Mesmo mantendo cautela na análise dos dados coletados, Stella reforçou a percepção de que Ferrari e Mercedes despontam como principais referências técnicas neste início de novo regulamento da categoria.
“Em termos de compreensão da ordem competitiva, eu diria que este teste confirmou que Ferrari e Mercedes parecem ser as equipes a serem batidas”, disse o dirigente italiano. “Acho que a McLaren não está muito longe – acho bom ver que fazemos parte do grupo dos quatro primeiros, mas acho que essas duas equipes parecem ter demonstrado uma pequena vantagem.”
Se por um lado a equipe adota cautela quanto à competitividade, por outro, a McLaren deixou o Bahrein satisfeita com o próprio progresso. Stella destacou o comportamento do MCL40 e a consistência do programa cumprido ao longo dos dias de pista.
“No geral, foi uma sessão de testes positiva, especialmente aqui no Bahrein”, explicou o chefe da equipe. “O carro se comportou de forma bastante confiável, praticamente concluímos todos os itens de teste que havíamos planejado, em termos de funcionalidade, confiabilidade e capacidade de corrida”.

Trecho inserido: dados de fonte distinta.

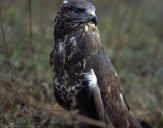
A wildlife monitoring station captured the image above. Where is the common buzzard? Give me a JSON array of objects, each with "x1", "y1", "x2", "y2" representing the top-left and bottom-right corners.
[{"x1": 51, "y1": 0, "x2": 152, "y2": 128}]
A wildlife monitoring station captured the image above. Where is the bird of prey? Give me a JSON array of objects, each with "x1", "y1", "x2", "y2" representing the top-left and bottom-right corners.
[{"x1": 50, "y1": 0, "x2": 153, "y2": 128}]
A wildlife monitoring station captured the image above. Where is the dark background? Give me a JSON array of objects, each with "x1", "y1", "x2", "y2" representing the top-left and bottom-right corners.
[{"x1": 0, "y1": 0, "x2": 163, "y2": 128}]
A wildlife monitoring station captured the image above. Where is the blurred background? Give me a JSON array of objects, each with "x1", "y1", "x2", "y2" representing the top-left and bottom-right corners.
[{"x1": 0, "y1": 0, "x2": 163, "y2": 128}]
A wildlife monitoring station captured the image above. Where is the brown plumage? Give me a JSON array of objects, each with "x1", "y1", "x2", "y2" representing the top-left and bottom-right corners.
[{"x1": 51, "y1": 0, "x2": 153, "y2": 128}]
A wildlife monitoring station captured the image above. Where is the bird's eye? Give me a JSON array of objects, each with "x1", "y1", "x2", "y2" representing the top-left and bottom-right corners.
[{"x1": 73, "y1": 8, "x2": 85, "y2": 13}]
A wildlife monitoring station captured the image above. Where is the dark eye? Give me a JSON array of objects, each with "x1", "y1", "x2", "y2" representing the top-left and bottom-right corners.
[{"x1": 73, "y1": 8, "x2": 85, "y2": 13}]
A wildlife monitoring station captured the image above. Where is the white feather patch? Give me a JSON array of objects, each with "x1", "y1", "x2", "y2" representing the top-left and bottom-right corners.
[{"x1": 84, "y1": 68, "x2": 97, "y2": 89}]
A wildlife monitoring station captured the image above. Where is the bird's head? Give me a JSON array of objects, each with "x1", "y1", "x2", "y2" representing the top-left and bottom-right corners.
[{"x1": 59, "y1": 0, "x2": 97, "y2": 25}]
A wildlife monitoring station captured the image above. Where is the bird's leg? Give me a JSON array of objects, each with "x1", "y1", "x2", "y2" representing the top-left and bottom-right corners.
[
  {"x1": 92, "y1": 85, "x2": 105, "y2": 122},
  {"x1": 84, "y1": 69, "x2": 105, "y2": 122}
]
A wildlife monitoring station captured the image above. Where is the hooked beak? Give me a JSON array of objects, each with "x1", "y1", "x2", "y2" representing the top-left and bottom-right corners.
[{"x1": 89, "y1": 11, "x2": 97, "y2": 26}]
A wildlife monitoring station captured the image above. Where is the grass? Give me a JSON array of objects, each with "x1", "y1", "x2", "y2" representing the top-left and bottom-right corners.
[{"x1": 0, "y1": 0, "x2": 163, "y2": 128}]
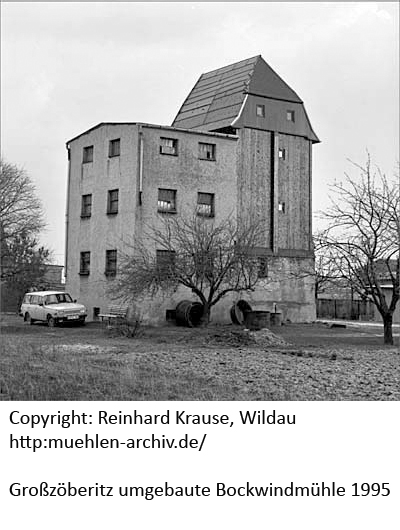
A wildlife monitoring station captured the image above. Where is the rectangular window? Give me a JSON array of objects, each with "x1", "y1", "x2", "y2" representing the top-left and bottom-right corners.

A quilometragem acumulada foi apontada como fator decisivo para acelerar o entendimento do novo carro. Segundo Stella, a equipe conseguiu explorar boa parte do potencial inicial do modelo antes mesmo da estreia oficial.
“Isso nos permitiu completar muitas voltas e aprender bastante, e acho que chegamos ao ponto em que podemos dizer que o potencial do carro foi relativamente compreendido e explorado. Obviamente, tudo é novo, e antes de cada volta há sempre algo a aprender”, finalizou.